Fumoir: An der Langstrasse

Nr. 10 –

Esther Banz über das Arbeiten im Sitzen

Von meiner Wohnung aus habe ich zwei Möglichkeiten, um irgendwohin zu gelangen: entweder auf einer Pflastersteingasse zur Langstrasse oder in die andere Richtung ins Quartier rein. Gehe ich zur Langstrasse und überquere diese, komme ich an einem Altbauhaus mit schönem Ladenlokal vorbei – allerdings wird der Laden nicht als solcher genutzt, sondern es befinden sich darin Schreibtische mit Computern darauf.
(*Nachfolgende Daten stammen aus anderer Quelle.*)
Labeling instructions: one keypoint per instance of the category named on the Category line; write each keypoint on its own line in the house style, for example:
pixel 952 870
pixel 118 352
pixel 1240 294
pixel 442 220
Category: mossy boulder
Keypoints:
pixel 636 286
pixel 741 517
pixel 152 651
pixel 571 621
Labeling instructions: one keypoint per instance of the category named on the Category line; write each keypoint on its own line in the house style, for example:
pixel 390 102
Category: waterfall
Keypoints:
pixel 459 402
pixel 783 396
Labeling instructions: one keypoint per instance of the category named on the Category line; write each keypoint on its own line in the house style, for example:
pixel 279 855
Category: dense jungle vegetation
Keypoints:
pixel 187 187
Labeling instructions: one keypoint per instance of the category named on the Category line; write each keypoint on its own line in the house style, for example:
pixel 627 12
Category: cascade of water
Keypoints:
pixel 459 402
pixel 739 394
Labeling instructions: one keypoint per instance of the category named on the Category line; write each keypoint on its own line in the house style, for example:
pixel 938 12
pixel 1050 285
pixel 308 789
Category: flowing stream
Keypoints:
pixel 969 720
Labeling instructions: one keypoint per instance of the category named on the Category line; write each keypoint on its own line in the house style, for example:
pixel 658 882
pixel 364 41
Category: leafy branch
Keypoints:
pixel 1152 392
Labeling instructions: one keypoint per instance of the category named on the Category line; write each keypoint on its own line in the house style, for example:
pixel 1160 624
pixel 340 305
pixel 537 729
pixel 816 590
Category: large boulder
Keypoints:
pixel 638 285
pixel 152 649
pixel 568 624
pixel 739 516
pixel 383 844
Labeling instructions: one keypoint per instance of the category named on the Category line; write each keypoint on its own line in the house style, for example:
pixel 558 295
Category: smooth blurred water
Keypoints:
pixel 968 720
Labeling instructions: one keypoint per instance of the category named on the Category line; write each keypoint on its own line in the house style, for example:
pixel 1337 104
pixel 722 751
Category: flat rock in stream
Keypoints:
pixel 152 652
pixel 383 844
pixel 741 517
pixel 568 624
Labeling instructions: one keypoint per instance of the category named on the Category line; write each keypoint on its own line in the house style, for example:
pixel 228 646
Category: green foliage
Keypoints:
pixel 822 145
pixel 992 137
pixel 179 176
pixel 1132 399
Egal wie früh am Morgen ich da vorbeikomme: Meist sitzt an dem Tisch, der quer zum Schaufenster platziert ist, bereits eine junge Frau, ihre Augen konzentriert auf den Bildschirm gerichtet. Normalerweise ist die Frau ganz ernst, wenn sie vor diesem Bildschirm sitzt, aber eines Morgens, es war noch ganz dunkel draussen, lächelte sie. Ich ging ein paar Schritte weiter und konnte, ihr quasi über die Schulter blickend, erkennen, dass sie eine Tabelle studierte. Keinen Film, keine Zeichnung, keinen Brief – einfach nur ein elektronisches Blatt, darauf schnurgerade Linien, die Felder bildeten, und darin Buchstaben, die Wörter und Sätze ergaben.
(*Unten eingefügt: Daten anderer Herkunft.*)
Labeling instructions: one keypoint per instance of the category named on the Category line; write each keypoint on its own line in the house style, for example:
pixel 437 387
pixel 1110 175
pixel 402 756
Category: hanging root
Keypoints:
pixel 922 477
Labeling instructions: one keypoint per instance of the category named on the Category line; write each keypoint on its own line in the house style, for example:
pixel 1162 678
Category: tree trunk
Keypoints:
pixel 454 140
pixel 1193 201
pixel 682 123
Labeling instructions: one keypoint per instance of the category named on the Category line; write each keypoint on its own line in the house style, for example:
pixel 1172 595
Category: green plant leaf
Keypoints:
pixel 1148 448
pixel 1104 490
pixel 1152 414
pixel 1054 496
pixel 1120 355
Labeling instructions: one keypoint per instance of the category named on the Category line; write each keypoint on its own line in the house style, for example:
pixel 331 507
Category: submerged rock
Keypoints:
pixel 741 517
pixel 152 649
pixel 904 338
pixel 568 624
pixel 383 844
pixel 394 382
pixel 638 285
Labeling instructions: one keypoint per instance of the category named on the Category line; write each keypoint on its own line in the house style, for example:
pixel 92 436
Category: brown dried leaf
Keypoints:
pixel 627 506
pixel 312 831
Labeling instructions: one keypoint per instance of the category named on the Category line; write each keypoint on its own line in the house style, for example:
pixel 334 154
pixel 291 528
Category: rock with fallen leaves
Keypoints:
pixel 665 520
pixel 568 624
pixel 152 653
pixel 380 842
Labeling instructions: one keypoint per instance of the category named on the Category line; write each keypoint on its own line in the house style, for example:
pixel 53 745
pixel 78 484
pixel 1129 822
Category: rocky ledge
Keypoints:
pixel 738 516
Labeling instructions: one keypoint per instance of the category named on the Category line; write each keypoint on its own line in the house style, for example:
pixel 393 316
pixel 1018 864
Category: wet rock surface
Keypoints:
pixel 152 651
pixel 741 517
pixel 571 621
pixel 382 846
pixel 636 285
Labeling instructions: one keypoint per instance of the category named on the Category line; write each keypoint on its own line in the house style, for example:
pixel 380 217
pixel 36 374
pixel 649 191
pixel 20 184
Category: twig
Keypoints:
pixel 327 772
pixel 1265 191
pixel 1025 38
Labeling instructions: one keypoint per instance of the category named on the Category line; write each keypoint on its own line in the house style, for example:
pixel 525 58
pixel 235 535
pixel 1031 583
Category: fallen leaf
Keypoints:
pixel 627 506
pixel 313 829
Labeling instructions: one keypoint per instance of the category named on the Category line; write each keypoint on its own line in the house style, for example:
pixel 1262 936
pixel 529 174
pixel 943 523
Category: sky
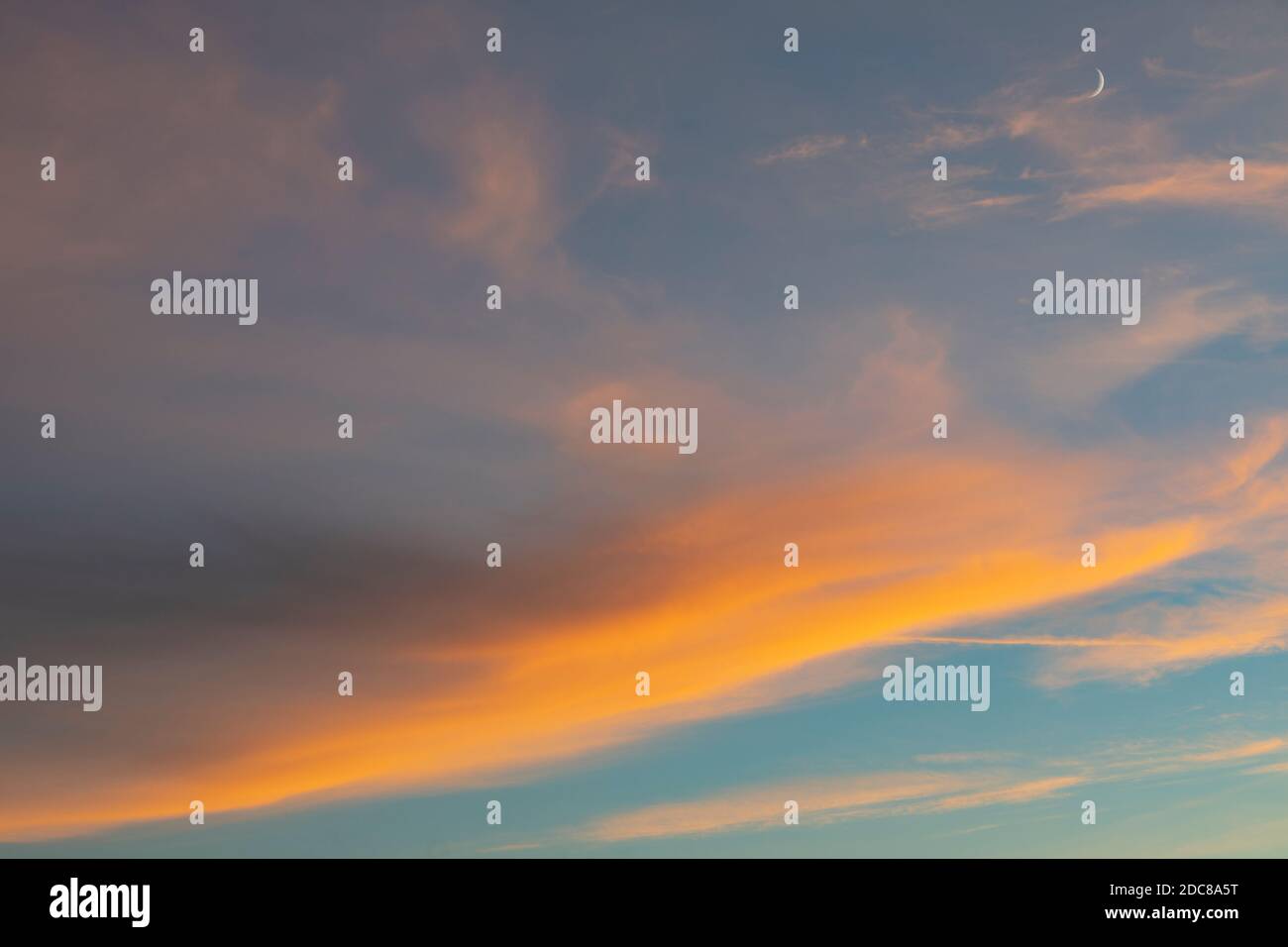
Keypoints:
pixel 472 425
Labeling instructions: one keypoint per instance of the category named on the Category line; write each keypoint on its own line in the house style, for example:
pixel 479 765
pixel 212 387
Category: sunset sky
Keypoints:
pixel 472 427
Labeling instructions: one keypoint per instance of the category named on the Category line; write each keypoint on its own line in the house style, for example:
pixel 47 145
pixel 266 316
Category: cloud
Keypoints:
pixel 897 793
pixel 804 150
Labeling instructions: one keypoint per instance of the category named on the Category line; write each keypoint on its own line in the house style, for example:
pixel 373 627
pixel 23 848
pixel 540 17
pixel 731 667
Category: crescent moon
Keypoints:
pixel 1100 88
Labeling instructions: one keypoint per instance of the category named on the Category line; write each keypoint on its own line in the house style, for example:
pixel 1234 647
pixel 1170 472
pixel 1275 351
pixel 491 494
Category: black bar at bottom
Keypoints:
pixel 649 898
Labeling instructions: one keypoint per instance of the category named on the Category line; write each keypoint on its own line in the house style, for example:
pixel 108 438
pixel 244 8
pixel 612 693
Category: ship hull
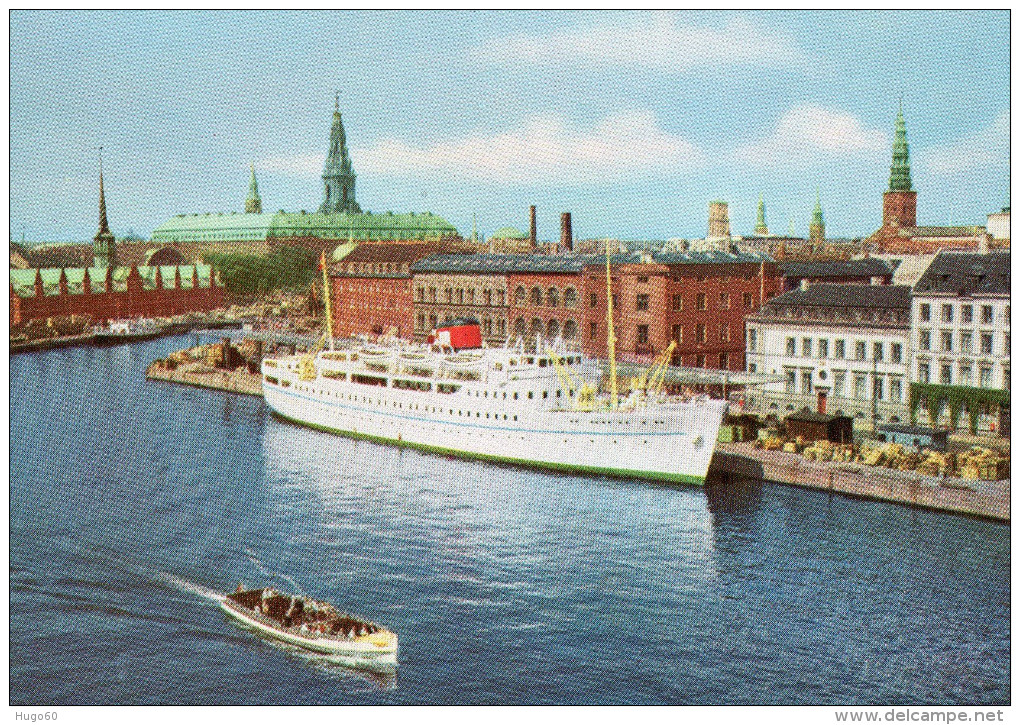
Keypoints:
pixel 608 445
Dass etwas aus der Distanz so nüchtern Wirkendes ganz offensichtlich das Herz eines Menschen bewegen konnte, kam mir in dem Moment recht seltsam vor. Klar, in der Tabelle wurden vielleicht Liebesgeschichten erzählt oder charmante Lebensweisheiten oder auch Witze. Oder die Betrachterin fühlte sich an etwas erinnert oder in einer Sache bestätigt – es gibt viele Möglichkeiten. Trotzdem. Ich ging weiter.

An der Langstrasse ist so vieles so explizit. Die Raufereien in der Nacht, morgens die Scherben von Wodkaflaschen und die Resten von Kebab auf dem Boden. Die Körper und die Moden und die Frauen und Männer, die sich nach einer langen, lauten Nacht schwankend Richtung Bahnhof davonmachen, so gut es eben geht – lachend oder heulend oder innehaltend, um sich zu übergeben oder an einen Baum zu pinkeln. Wenn sie das nicht schon in meiner Gasse getan haben.
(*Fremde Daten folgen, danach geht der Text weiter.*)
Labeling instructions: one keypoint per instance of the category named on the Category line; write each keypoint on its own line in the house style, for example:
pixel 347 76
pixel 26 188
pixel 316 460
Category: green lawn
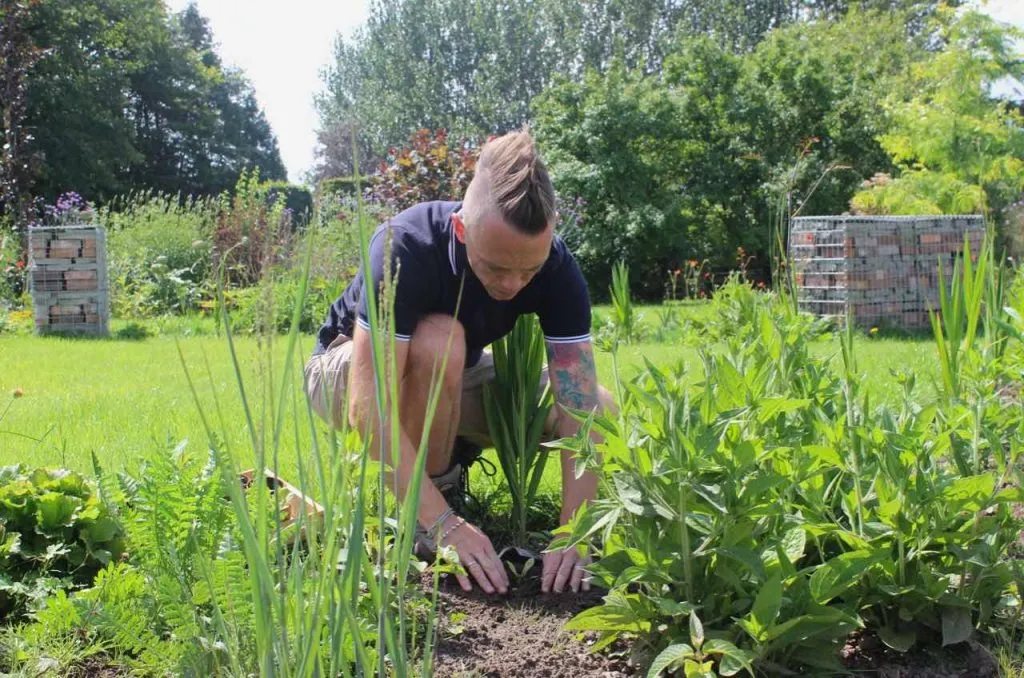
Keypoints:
pixel 120 397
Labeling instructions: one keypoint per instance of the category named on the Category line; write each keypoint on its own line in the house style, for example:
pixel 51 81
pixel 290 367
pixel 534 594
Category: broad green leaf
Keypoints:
pixel 674 607
pixel 748 558
pixel 956 625
pixel 794 543
pixel 54 511
pixel 606 619
pixel 901 641
pixel 693 669
pixel 767 604
pixel 628 489
pixel 101 531
pixel 839 574
pixel 733 660
pixel 971 493
pixel 673 654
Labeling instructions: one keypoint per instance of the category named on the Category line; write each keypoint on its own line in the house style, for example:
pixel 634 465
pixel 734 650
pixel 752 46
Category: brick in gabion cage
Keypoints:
pixel 68 279
pixel 882 270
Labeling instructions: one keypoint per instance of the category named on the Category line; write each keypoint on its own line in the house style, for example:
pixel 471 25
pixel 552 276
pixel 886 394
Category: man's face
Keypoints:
pixel 503 258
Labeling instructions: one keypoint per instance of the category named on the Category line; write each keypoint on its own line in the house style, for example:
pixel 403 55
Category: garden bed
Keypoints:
pixel 519 634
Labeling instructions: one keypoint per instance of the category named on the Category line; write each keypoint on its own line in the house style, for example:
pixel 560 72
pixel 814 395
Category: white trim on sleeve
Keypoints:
pixel 567 340
pixel 366 326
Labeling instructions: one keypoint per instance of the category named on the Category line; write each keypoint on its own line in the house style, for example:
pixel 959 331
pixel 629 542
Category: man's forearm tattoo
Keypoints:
pixel 573 374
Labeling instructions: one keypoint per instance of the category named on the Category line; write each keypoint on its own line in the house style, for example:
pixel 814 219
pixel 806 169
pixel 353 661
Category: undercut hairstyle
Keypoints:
pixel 512 180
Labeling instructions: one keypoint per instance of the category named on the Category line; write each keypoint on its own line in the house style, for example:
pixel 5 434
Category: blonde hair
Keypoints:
pixel 512 180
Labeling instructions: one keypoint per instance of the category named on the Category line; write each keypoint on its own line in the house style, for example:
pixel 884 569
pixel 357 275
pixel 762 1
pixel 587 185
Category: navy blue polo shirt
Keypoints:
pixel 431 264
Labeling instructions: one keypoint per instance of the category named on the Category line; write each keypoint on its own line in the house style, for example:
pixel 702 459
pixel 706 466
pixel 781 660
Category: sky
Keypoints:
pixel 283 47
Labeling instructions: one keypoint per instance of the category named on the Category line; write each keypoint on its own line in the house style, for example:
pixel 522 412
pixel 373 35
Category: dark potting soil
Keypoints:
pixel 518 634
pixel 864 654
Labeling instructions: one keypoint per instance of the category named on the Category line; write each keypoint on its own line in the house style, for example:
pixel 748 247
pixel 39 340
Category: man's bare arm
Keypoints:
pixel 573 380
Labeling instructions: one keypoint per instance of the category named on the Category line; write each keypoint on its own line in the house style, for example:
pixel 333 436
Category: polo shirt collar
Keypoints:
pixel 457 251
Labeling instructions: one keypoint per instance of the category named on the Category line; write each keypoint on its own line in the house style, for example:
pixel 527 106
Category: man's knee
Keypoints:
pixel 436 336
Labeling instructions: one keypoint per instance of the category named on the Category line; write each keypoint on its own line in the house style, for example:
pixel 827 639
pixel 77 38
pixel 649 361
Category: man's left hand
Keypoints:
pixel 565 566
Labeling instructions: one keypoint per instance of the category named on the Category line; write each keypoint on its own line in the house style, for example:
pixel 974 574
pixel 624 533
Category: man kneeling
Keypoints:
pixel 498 249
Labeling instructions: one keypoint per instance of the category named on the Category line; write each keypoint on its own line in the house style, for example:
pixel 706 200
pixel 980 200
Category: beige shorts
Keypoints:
pixel 327 374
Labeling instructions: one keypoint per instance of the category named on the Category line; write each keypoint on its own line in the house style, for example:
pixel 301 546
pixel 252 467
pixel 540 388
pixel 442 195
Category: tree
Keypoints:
pixel 19 54
pixel 685 163
pixel 124 96
pixel 948 134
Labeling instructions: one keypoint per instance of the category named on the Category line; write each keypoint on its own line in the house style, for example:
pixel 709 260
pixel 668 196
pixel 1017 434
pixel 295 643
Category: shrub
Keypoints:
pixel 298 200
pixel 252 234
pixel 159 254
pixel 918 192
pixel 429 168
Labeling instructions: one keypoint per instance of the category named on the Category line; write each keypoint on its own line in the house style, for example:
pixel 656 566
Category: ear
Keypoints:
pixel 460 227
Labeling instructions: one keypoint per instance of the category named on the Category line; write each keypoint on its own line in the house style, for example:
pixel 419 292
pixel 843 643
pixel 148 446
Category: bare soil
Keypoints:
pixel 518 635
pixel 865 654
Es wird immer mal wieder diskutiert, inwiefern die Umgebung auf die Menschen wirkt. Härtet oder stumpft die Langstrasse uns AnwohnerInnen gar ab? Kommt uns langsam, aber kontinuierlich der Sinn fürs Leise und Subtile abhanden? Gibt es deshalb von Jahr zu Jahr mehr Yoga- und Meditationsstudios im Quartier? Nichts da, sagt der Galerist um die Ecke, die Langstrasse habe seine eigenen Sinne vielmehr geschärft. Und die Frau vom Café findet, dass hier im Quartier stadtweit die angenehmste Temperatur herrsche, zwischenmenschlich, wie sie betont, nämlich «365 Tage im Jahr warm und heiter».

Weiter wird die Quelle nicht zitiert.